第316話 1回オモテウラの攻防

 道岡選手は過去に打点王を取ったことがあるほど、チャンスに強い。

 選球眼が良く、簡単に三振しないし、甘い球は見逃さない。


 初球、カーブ。

 外れてボールワン。


 2球目。

 外角低めギリギリに決まるストレート。

 判定はストライクとなったが、ボールと宣告されても不思議がない球だ。

 杉澤投手にとっては助かっただろう。


 3球目。

 外角低めに逃げていくスライダー。

 道岡選手は悠々見送った。

 判定はボール。

 決して悪い球ではなかった。

 これでツーボール、ワンストライク。


 そして4球目。

 真ん中低めへのツーシームを道岡選手は捉えた。

 打球はライナーでショート頭上に飛んでいる。

 これはヒットだ。

 そう思った瞬間、静岡オーシャンズのショートの新井選手がジャンプ一番掴み取った。

 

 そして着地するや否や、二塁に送球した。

 二塁ランナーの谷口は戻れずにアウト。

 結果的にダブルプレーとなった。

 新井選手の大ファインプレーだ。


 ツーアウトランナー無しとなって、バッターは4番のダンカン。

 初球のツーシームをジャストミートした打球は、ライトへの大きな当たりとなった。

 角度的にホームランかと思ったが、ややバットの先だったようで、打球は失速し、高橋孝司選手がフェンスギリギリでジャンプして掴み取った。

 これもファインプレーだ。

 ダンカン選手は悔しそうに、宙を仰いでいる。

 

 杉澤投手はホッとしたような表情でマウンドを降り、原谷捕手と何かを話しながら、ベンチに戻った。

 

 正直なところ、杉澤投手は運が良かったと思う。

 道岡選手の打球はヒットになっていてもおかしくなかったし、ダンカン選手の打球はもう少しでホームランだった。

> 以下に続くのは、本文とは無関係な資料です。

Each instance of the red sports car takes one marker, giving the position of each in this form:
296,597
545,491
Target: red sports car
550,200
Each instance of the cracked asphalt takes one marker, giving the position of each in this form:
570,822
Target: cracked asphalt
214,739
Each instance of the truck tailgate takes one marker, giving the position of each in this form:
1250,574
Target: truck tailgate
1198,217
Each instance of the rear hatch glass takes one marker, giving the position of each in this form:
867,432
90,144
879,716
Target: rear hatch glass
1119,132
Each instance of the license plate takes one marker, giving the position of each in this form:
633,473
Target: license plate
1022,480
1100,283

 ちょっと歯車がずれていると、4失点して更にノーアウトという可能性もあったのだ。

 それが1点で済んだのは上出来かもしれない。


 1回裏、五香投手がマウンドに上がった。

 日本のプロ野球で一軍のマウンドに上がるのは、これが初めてだ。表情には緊張が見える。

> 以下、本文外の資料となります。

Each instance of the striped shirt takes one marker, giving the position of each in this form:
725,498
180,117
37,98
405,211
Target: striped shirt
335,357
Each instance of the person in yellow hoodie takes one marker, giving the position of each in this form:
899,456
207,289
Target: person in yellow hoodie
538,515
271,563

 静岡オーシャンズの先頭バッターは、ショートの新井選手。

 俊足でミートが上手い上に長打力もあるという、1番打者として最高の条件を備えた選手だ。


 正直なところ、あのまま静岡オーシャンズに残っていても、新井選手に勝てた気がしない。


 五香投手はストレートは140km/hそこそこであるが、ツーシーム、チェンジアップを織り交ぜて、打者を打ち取っていくスタイルである。


 初球。

 ど真ん中へのストレート。

 一瞬、目を覆いたくなるような絶好球だ。

 当然新井選手はバットを出してきたが、打ち損じたのか平凡なショートゴロとなった。


 もちろん僕は新井選手の俊足を頭に入れた上で、グラブで確実に捕球し、一塁に送球した。

 これでワンアウト。


 2番は大卒社会人経由、プロ3年目の三島選手。

 今期、開幕からレギュラーに定着した俊足の選手だ。

 とにかく足が速く、ボテボテのショートゴロなら、一塁はセーフとなるだろう。


 三島選手はワンボールからの2球目を、サードにセーフティバントをした。

 だが道岡選手がダッシュして、素手で掴み、一塁に送球した。

 間一髪アウト。

 五香投手はここまで3球でツーアウトを取った。


 そして迎えるバッターは怖い怖い黒沢選手。

 今季も3割を大きく超える打率を残している。


 その黒沢選手に投じた初球は、またしてもど真ん中のストレートだった…。

 快音が響き、打球は良い角度でレフトに上がった。

 これは完全にスタンドインだ。

 そう思ったが、打球はフェンス手前で失速し、フェンスギリギリで野中選手のグラブに収まった。


 五香投手は何とこの回、僅か4球でスリーアウトを取った。

 しかし新井選手にしろ、黒沢選手にしろ、良くあの球を打ち損じてくれたものだ。

 今日の五香投手はとても運がよいのかもしれない。

 僕は首をかしげながら、ベンチに戻った。